Enhanced crosslinking immunoprecipitation coupled with sequencing (eCLIP-seq) was performed essentially as described74,75. Testes were collected from wild-type mice at P21, and the subsequent PBS suspension containing seminiferous tubules was crosslinked by UV-irradiation three times at 254 nm (400 mJ/cm2) and lysed in eCLIP lysis buffer with RNase I (LifeTech) and Turbo DNase (LifeTech). NKAPL-RNA complexes were immunoprecipitated with 10 μg anti-NKAPL antibodies (Abclonal, E10124) and protein A dynabeads. 2% of lysates were used as input and processed in parallel with immunoprecipitated samples. NKAPL-RNA complexes were dephosphorylated by FastAP (LifeTech), and ligated with 3’ RNA adapter using T4 RNA Ligase (NEB).

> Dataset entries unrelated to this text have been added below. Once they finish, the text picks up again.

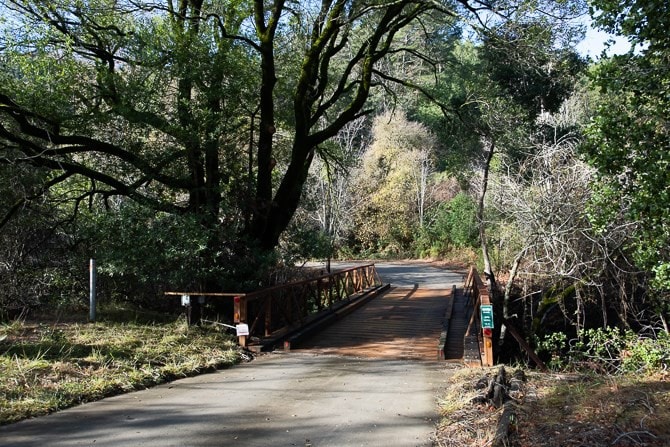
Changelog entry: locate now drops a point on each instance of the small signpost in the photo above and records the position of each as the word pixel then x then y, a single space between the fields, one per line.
pixel 486 314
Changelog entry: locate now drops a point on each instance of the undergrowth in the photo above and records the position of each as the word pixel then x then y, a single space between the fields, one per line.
pixel 47 367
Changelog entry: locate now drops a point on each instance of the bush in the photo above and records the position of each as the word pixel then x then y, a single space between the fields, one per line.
pixel 609 350
pixel 452 226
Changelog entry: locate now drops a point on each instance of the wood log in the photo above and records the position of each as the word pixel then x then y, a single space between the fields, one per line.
pixel 505 421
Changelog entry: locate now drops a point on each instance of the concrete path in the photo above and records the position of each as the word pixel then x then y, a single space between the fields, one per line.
pixel 295 399
pixel 407 274
pixel 276 400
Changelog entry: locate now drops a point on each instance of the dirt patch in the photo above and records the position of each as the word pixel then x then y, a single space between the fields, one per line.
pixel 559 410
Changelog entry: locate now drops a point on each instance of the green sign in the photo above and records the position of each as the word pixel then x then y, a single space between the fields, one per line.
pixel 486 313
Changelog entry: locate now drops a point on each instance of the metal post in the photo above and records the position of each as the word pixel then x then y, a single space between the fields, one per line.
pixel 92 290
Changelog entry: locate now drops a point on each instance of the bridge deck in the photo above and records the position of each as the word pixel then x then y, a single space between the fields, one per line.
pixel 401 324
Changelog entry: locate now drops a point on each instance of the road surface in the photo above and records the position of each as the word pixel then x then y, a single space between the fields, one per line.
pixel 283 399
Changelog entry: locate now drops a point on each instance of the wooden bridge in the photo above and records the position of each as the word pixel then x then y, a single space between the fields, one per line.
pixel 354 312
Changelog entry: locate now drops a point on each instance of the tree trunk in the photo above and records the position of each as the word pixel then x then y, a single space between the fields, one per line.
pixel 488 271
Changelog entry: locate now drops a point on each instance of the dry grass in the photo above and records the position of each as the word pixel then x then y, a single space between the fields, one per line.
pixel 561 410
pixel 47 367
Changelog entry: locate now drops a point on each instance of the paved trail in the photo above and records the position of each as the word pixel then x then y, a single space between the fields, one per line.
pixel 294 399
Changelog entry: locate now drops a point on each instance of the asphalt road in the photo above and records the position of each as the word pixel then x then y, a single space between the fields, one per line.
pixel 286 399
pixel 276 400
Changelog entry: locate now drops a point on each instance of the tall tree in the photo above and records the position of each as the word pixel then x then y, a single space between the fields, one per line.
pixel 628 140
pixel 143 99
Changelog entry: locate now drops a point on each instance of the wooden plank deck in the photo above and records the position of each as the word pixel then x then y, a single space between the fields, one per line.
pixel 400 324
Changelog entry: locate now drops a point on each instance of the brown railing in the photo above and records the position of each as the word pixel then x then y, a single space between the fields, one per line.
pixel 275 310
pixel 478 296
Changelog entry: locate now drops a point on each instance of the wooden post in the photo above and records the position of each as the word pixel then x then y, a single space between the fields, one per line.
pixel 240 316
pixel 268 315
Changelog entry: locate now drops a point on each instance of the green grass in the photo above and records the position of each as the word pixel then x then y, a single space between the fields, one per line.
pixel 46 367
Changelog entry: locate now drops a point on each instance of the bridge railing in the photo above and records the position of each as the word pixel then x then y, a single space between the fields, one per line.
pixel 278 309
pixel 482 309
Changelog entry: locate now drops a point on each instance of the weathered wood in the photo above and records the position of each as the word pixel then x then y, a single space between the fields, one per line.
pixel 507 416
pixel 276 309
pixel 525 346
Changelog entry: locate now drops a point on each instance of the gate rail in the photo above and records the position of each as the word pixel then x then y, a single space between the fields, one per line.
pixel 277 310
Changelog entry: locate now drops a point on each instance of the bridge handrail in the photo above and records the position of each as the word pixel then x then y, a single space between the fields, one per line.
pixel 278 308
pixel 479 295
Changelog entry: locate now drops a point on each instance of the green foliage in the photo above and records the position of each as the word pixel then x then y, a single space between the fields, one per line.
pixel 141 253
pixel 628 137
pixel 48 368
pixel 303 242
pixel 609 350
pixel 554 345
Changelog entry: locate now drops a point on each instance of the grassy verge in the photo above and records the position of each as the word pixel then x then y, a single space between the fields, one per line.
pixel 557 410
pixel 47 367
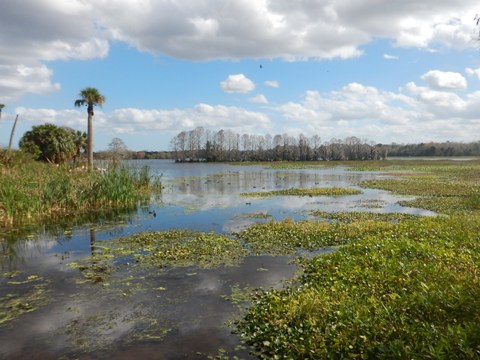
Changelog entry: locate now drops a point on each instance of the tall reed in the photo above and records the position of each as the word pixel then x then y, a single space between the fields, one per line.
pixel 31 190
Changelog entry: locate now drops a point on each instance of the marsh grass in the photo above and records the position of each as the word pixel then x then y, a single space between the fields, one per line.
pixel 33 190
pixel 398 287
pixel 405 290
pixel 334 191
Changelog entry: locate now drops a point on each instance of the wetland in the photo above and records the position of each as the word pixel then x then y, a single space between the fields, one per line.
pixel 255 261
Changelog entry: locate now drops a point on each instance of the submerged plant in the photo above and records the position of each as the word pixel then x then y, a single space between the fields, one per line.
pixel 409 291
pixel 335 191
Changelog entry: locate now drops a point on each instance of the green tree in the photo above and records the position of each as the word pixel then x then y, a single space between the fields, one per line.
pixel 49 143
pixel 117 150
pixel 90 97
pixel 81 144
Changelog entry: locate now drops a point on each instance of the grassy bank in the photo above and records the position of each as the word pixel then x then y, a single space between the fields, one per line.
pixel 397 287
pixel 32 190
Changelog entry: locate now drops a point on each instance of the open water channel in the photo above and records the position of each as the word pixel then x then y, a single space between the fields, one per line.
pixel 172 313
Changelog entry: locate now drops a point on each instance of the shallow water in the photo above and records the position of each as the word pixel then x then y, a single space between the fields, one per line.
pixel 177 313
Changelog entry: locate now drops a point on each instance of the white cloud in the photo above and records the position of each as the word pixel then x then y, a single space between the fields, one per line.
pixel 37 31
pixel 259 99
pixel 473 72
pixel 272 83
pixel 390 57
pixel 15 80
pixel 141 121
pixel 419 115
pixel 444 80
pixel 237 83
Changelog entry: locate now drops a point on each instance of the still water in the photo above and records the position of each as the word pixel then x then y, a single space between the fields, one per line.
pixel 177 313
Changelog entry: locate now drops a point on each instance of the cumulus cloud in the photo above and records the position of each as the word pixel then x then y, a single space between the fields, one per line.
pixel 473 72
pixel 417 114
pixel 444 80
pixel 272 83
pixel 37 31
pixel 259 99
pixel 141 121
pixel 390 57
pixel 237 83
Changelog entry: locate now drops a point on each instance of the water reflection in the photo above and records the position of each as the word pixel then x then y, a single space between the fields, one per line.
pixel 163 314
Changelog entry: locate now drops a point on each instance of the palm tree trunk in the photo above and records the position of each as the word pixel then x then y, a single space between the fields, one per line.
pixel 90 137
pixel 12 134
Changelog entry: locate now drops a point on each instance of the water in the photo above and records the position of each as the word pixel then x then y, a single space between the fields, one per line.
pixel 178 313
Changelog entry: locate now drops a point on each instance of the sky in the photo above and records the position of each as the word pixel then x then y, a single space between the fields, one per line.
pixel 385 71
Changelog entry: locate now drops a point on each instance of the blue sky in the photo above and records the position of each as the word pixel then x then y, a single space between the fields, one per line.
pixel 405 71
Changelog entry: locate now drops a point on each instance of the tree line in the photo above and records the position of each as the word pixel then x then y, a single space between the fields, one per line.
pixel 225 145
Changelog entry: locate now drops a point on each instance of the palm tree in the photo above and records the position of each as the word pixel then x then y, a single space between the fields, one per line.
pixel 90 97
pixel 81 141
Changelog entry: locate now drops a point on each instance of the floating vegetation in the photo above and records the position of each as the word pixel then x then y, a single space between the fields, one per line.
pixel 356 216
pixel 24 294
pixel 173 248
pixel 255 215
pixel 411 290
pixel 287 236
pixel 33 190
pixel 89 333
pixel 333 191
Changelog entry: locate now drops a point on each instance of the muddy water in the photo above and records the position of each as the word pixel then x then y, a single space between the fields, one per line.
pixel 169 313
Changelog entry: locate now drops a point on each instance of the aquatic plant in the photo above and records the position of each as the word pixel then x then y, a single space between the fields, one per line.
pixel 162 250
pixel 411 290
pixel 24 294
pixel 333 191
pixel 34 190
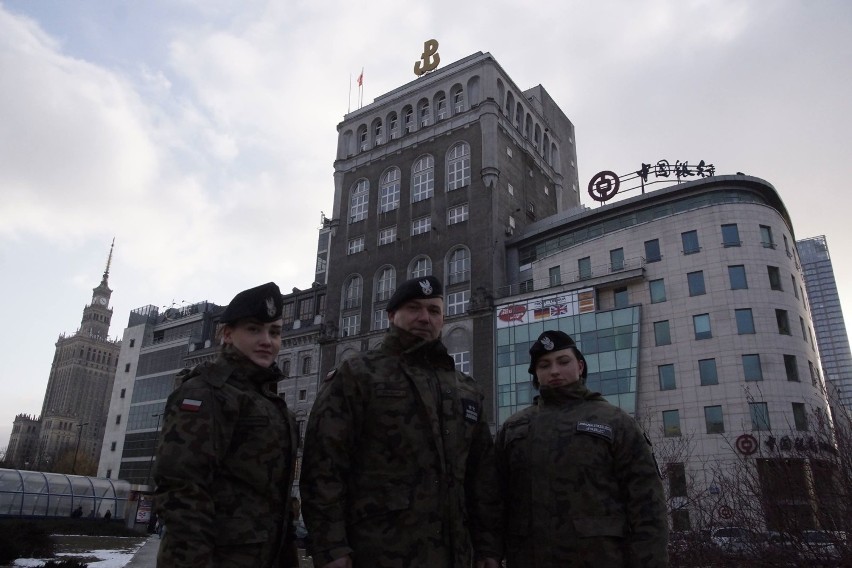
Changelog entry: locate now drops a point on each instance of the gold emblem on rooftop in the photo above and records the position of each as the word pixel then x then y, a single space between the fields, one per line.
pixel 430 58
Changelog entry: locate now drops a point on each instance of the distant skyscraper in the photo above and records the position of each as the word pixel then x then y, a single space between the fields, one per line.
pixel 76 401
pixel 827 315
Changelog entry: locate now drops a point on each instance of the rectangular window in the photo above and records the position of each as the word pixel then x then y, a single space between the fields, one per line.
pixel 380 319
pixel 791 366
pixel 666 374
pixel 677 480
pixel 745 321
pixel 616 259
pixel 730 235
pixel 671 423
pixel 387 236
pixel 662 335
pixel 713 420
pixel 350 325
pixel 458 214
pixel 420 226
pixel 783 322
pixel 701 325
pixel 555 276
pixel 736 274
pixel 751 368
pixel 766 237
pixel 690 242
pixel 695 281
pixel 462 361
pixel 457 302
pixel 800 417
pixel 652 251
pixel 658 290
pixel 288 313
pixel 584 267
pixel 707 372
pixel 774 278
pixel 759 416
pixel 355 245
pixel 620 299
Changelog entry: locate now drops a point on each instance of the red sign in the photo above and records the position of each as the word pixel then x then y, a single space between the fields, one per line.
pixel 512 313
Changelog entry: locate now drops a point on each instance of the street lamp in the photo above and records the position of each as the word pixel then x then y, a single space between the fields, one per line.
pixel 153 447
pixel 79 431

NKAPL-RNA complexes were separated on SDS-PAGE gel, transferred to a nitrocellulose membrane, and the membrane between 50 and 125 kDa was collected for RNA extraction with acid phenol/chloroform/isoamyl alcohol. After purification, RNAs were reverse transcribed with AffinityScript (Agilent) followed by treatment with ExoSAP-IT (Affymetrix) to remove excess oligonucleotides. The DNA adapter was ligated to the 3’ end of cDNA with T4 RNA Ligase (NEB). Samples were cleaned up with MyOne Silane Dynabeads (Thermofisher) and subject to quantitative PCR to determine the appropriate number of PCR cycles. Libraries were amplified with Q5 Polymerase (NEB). Amplified PCR products were separated on 3% low-melting temperature agarose gel (Seakem GTG LMP), and size-selected libraries were purified with a MinElute gel extraction kit (Qiagen). eCLIP data were analyzed using the ENCODE standard eCLIP pipeline (ENCODE Project Consortium, 2012). The adapters and 3’ adapter-dimers were trimmed with cutadapt (V1.14), and PCR duplicates were removed with a custom python script. The reads aligned to the repeat elements from UCSC with STAR (V2.7.6a) were filtered out before mapping to mm10 reference genome (GENCODE vM23). CLIPPER was used to call peak regions as previously described74. Significantly enriched peaks were identified using the following parameters: IDR (irreproducible discovery rate) ≤ 0.01, FDR < 0.05, fold enrichment ≥ 2. MEME was used to enrich the binding motifs among the peaks72.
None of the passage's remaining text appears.